Windblown dust contributes to high PM2.5 concentrations.

ABSTRACT The revised National Ambient Air Quality Standards for PM include fine particulate standards based upon mass measurements of PM25. It is possible in arid and semi-arid regions to observe significant coarse mode intrusion in the PM2.5 measurement. In this work, continuous PM10, PM2.5, and PM1.0 were measured during several windblown dust events in Spokane, WA. PM2 5 constituted ~30% of the PM10 during the dust event days, compared with ~48% on the non-dusty days preceding the dust events. Both PM10 and PM2.5 were enhanced during the dust events. However, PM1.0 was not enhanced during dust storms that originated within the state of Washington.

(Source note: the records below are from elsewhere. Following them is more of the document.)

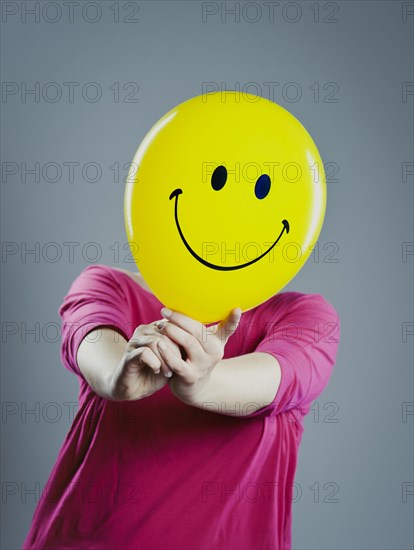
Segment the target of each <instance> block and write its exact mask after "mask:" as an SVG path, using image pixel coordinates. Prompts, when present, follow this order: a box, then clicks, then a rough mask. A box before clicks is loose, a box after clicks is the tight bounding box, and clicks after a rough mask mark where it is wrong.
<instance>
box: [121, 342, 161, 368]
mask: <svg viewBox="0 0 414 550" xmlns="http://www.w3.org/2000/svg"><path fill="white" fill-rule="evenodd" d="M133 366H138V367H142V366H146V367H149V368H150V369H152V370H153V371H154V373H155V374H159V372H160V369H161V360H160V359H159V358H158V357H157V356H156V355H155V353H154V352H153V351H152V350H151V349H150V348H147V347H140V348H137V349H136V350H134V351H132V352H131V354H130V355H129V357H128V361H127V363H126V370H127V371H130V370H131V367H133Z"/></svg>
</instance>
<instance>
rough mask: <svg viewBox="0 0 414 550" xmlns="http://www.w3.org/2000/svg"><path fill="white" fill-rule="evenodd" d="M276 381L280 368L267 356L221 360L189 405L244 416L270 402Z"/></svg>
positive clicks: (240, 356) (258, 352)
mask: <svg viewBox="0 0 414 550" xmlns="http://www.w3.org/2000/svg"><path fill="white" fill-rule="evenodd" d="M280 380H281V370H280V365H279V363H278V361H277V360H276V359H275V358H274V357H273V356H272V355H270V354H268V353H263V352H254V353H249V354H246V355H241V356H239V357H233V358H230V359H222V360H221V361H219V363H217V365H216V366H215V367H214V369H213V370H212V371H211V373H210V375H209V378H208V380H207V382H206V383H205V384H204V385H203V386H202V388H201V389H200V391H199V392H198V393H197V395H196V396H195V397H194V398H193V399H192V400H191V403H189V404H191V405H192V406H194V407H198V408H200V409H205V410H210V411H213V412H217V413H220V414H224V415H228V416H245V415H247V414H251V413H253V412H254V411H256V410H258V409H261V408H262V407H264V406H265V405H267V404H269V403H271V402H272V401H273V400H274V398H275V396H276V393H277V390H278V388H279V384H280Z"/></svg>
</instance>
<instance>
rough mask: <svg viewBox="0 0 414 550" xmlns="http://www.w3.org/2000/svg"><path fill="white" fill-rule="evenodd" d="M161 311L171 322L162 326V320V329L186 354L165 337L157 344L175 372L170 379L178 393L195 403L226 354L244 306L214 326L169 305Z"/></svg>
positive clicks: (237, 325) (236, 310) (164, 315)
mask: <svg viewBox="0 0 414 550" xmlns="http://www.w3.org/2000/svg"><path fill="white" fill-rule="evenodd" d="M161 313H162V314H163V315H164V317H166V318H167V319H168V322H165V323H164V324H163V325H162V326H161V324H159V330H160V332H162V333H163V334H165V335H166V336H168V338H169V339H170V340H171V341H173V342H175V343H176V344H178V345H179V346H180V348H181V351H182V352H184V357H181V356H179V355H178V354H177V353H172V352H171V348H170V347H169V346H167V344H166V342H165V341H164V340H162V341H159V342H158V344H157V345H158V349H159V352H160V355H161V357H162V358H163V360H164V361H165V363H166V364H167V365H168V367H169V368H170V369H171V370H172V371H173V372H174V375H173V376H172V378H170V379H169V380H168V383H169V386H170V388H171V391H172V392H173V394H174V395H175V396H176V397H178V398H179V399H181V400H182V401H183V402H185V403H187V404H192V403H194V402H195V400H196V398H197V395H199V393H200V392H201V391H202V389H203V388H204V386H205V385H206V384H207V382H208V379H209V376H210V374H211V372H212V370H213V369H214V367H215V366H216V365H217V363H218V362H219V361H220V360H221V359H222V358H223V355H224V348H225V345H226V343H227V340H228V339H229V338H230V336H231V335H232V334H233V333H234V331H235V330H236V328H237V327H238V324H239V322H240V317H241V310H240V308H235V309H233V310H232V311H231V312H230V313H229V315H228V316H227V317H226V318H225V319H224V320H223V321H221V322H220V323H217V324H216V325H213V326H211V327H206V326H205V325H203V324H202V323H200V322H198V321H195V320H194V319H191V318H190V317H187V316H186V315H184V314H182V313H178V312H176V311H173V312H171V311H170V310H168V309H166V308H163V309H162V310H161ZM164 348H165V349H164Z"/></svg>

During a dust storm that originated in Asia and impacted Spokane, PM1.0 was also enhanced, although the Asian dust reached Washington during a period of stagnation and poor dispersion, so that local sources were also contributing to high particulate levels. The “intermodal” region of PM, defined as particles ranging in aerodynamic size from 1.0 to 2.5 um, was found to represent a significant fraction of PM25 (~51%) during windblown dust events, compared with 28% during the non-dusty days before the dust events.

Asthma aggravation, combustion, and stagnant air

BACKGROUND The relationship between current concentrations of ambient air pollution and adverse health effects is controversial. We report a meteorological index of air stagnation that is associated with daily visits to the emergency department for asthma in two urban areas. METHODS Data on daily values of a stagnation persistence index and visits to the emergency department for asthma were collected for approximately two years in Spokane, Washington, USA and for 15 months in Seattle, Washington, USA. The stagnation persistence index represents the number of hours during the 24 hour day when surface wind speeds are less than the annual hourly median value, an index readily available for most urban areas. Associations between the daily stagnation persistence index and daily emergency department visits for asthma were tested using a generalised additive Poisson regression model. A factor analysis of particulate matter (PM2.5) composition was performed to identify the pollutants associated with increased asthma visits. RESULTS The relative rate of the association between a visit to the emergency department for asthma and the stagnation persistence index was 1. 12 (95% CI 1.05 to 1.19) in Spokane and 1.21 (95% CI 1.09 to 1.35) in Seattle for an increase of 11 and 10 hours, respectively, of low wind speed in a given day. The stagnation persistence index was only correlated with one set of factor loadings; that cluster included the stagnation persistence index, carbon monoxide, and organic/elemental carbon. CONCLUSION Increased air stagnation was shown to be a surrogate for accumulation of the products of incomplete combustion, including carbon monoxide and fine particulate levels of organic and elemental carbon, and was more strongly associated with asthma aggravation than any one of the measured pollutants.